A leading abortion activist has filed a complaint with the IRS in an attempt to silence Bishop Thomas Tobin, who said he could never support Republican presidential candidate Rudy Giuliani, who believes abortion should be legal.
In his May 31 editorial in the Rhode Island Catholic, the bishop of Providence, Rhode Island, called the former New York mayor’s pro-abortion views "pathetic," "confusing," and "hypocritical."
"Rudy's explanation is a classic expression of the position on abortion we have heard from weak-kneed politicians so frequently in recent years: 'I'm personally opposed to but don't want to impose my views on other people.' The incongruity of that position has been exposed many times now," Bishop Tobin wrote.
The bishop said Giuliani’s views lead him to think of the “sad figure of Pontius Pilate … who personally found no guilt in Jesus, but for fear of the crowd, washed his hands of the whole affair and handed Jesus over to be crucified.”
According to LifeNews.com, Americans United for Separation of Church and State has filed a complaint with the Internal Revenue Service June 13, asking that the agency look into whether Bishop Tobin violated his diocese’s tax-exempt nonprofit status.
In a statement, the group’s executive director Barry Lynn said the bishop “appears to have violated federal tax law by attacking Giuliani.”
“Federal tax law forbids non-profits to use organizational resources to support or oppose candidates for public office,” said Lynn.
“If the bishop wants to join the political fray, he should do so as an individual without dragging along his tax-exempt diocese,” Lynn said in the news release. “A church is not a political action committee, and it should not act like one.”
IRS officials would not comment on the case until it determines if the complaint has any substance. The Diocese of Providence maintains Tobin did nothing wrong and did not endorse or oppose any political candidate.
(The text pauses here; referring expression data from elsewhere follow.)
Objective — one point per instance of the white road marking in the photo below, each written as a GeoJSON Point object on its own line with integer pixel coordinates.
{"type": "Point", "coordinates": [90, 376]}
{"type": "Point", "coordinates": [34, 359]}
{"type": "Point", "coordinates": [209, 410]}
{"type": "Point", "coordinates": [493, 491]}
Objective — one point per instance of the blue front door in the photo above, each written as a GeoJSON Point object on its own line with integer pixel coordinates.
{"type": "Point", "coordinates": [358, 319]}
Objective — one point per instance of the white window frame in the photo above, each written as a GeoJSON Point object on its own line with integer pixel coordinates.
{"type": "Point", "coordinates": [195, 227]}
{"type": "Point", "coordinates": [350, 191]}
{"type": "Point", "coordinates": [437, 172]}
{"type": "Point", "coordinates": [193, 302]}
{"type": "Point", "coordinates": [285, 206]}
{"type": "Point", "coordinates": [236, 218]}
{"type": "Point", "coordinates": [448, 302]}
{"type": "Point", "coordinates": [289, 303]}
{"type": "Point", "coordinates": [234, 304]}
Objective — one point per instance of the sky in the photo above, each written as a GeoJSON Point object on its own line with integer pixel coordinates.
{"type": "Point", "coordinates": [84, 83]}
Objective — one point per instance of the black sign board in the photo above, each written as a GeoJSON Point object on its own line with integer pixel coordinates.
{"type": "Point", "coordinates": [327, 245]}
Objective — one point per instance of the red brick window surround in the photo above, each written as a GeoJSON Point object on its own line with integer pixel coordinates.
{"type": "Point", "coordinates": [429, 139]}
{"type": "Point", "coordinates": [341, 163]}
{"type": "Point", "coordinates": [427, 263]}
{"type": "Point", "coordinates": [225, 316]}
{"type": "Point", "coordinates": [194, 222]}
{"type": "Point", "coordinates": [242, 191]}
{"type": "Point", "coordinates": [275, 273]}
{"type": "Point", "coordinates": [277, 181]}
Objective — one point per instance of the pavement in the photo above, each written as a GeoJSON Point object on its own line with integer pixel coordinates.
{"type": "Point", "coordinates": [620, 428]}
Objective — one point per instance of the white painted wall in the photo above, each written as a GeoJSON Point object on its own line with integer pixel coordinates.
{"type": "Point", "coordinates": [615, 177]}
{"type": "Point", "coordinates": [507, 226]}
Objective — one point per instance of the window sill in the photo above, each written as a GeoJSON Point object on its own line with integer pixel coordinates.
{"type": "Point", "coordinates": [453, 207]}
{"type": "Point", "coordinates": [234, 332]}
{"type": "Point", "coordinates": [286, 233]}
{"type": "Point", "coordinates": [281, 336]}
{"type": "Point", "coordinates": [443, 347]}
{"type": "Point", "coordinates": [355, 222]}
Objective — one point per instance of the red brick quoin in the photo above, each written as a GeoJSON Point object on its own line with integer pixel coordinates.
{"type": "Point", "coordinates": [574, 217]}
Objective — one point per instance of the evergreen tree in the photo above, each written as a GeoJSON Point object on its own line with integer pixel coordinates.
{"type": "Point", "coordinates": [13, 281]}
Fr. Frank Pavone, national director of Priests for Life, has jumped into the mix as well, calling for more people to follow Bishop Tobin’s suit.
"It is not Barry Lynn who is the problem," Fr. Pavone said. "The problem is that we don't have more voices like Bishop Tobin's.
“The bishops are, in fact, with us on this issue. Their legal advisors, however, draw the line of caution much more strictly than the government does, and that's what needs to change,” the priest added.
“I'd like to hear what the same legal advisors would say if political candidates started calling for the abolishment of the Catholic Church and the imprisonment of the clergy. Would we find our voices then?”